Business Risk and Geopolitical Risk are Intertwined
The past several years have provided fascinating fodder for economic analysis. In order to synthesize the biggest threats to business, Dun & Bradstreet’s executive economists produce a Global Risk Matrix (GRM) and assigns a score to each risk out of 100. The scores from the top ten risks are used to calculate an overall Global Business Impact (GBI) score. The Global Risk Matrix examines three sets of data to assess overall macroeconomic risk: economic data, commercial data, and political data. Economic and commercial data are classic indicators of the robustness of an economy and its friendliness to transnational operators. During the period from 2012-2017, Dun & Bradstreet’s economists found that integrated political and economic changes accounted for more than half of risk rating changes.

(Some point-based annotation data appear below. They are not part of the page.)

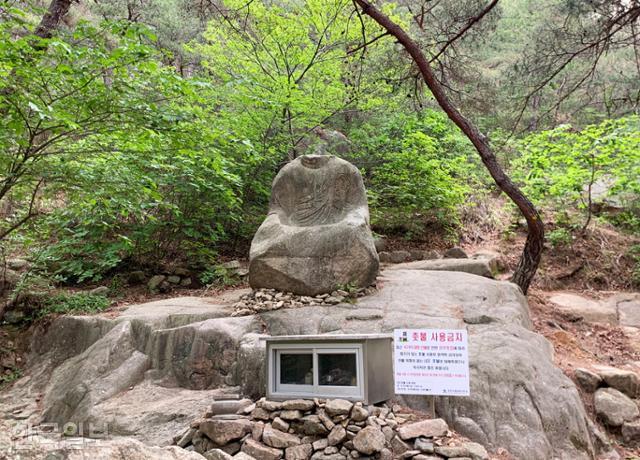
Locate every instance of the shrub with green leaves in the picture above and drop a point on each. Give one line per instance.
(418, 169)
(563, 168)
(74, 303)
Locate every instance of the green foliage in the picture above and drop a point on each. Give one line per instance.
(286, 68)
(418, 168)
(219, 275)
(74, 303)
(559, 237)
(121, 155)
(567, 169)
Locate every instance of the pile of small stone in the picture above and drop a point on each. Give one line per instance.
(262, 300)
(318, 429)
(616, 393)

In 2017, political risk dramatically increased and caught markets off-guard. In a year of unprecedented global political turmoil, political risk became more important than ever in evaluating the larger picture of a business climate. Analysis of commercial data and the business environment alone simply aren’t enough to truly understand business risk. Understanding the environment in which risks occur is also critical.
The global economy in 2018 is healthy in many key respects, with Dun & Bradstreet forecasting strong growth in most major economic regions. U.S. growth is estimated to tick up to 2.7% from 2.1% in 2017, with positive trajectories also forecast in Russia, Brazil, and India. Not all engines will continue to hum, with slowdowns predicted in the UK, Japan, and China. This trend reinforces the need for decision makers to be aware of the matrix of data and risks that inform the global business environment.
The global economy is increasingly integrated, with transactions conducted along the same networks as cyberattacks. Borders are shifting and fluid, with tariff imposition depending not on a country’s best interests (as dictated by data) but on its politics. Finance leaders can no longer consider macroeconomics a domain divorced from their own. Success for today’s finance leaders means not only understanding the impact of decisions, but the environment in which those decisions are made.
Finance leaders may be quants at heart, but politics matters. Keeping an eye on macroeconomic trends, honoring both the hard economic and commercial numbers as well as the political context, might be the difference between striking out and striking gold.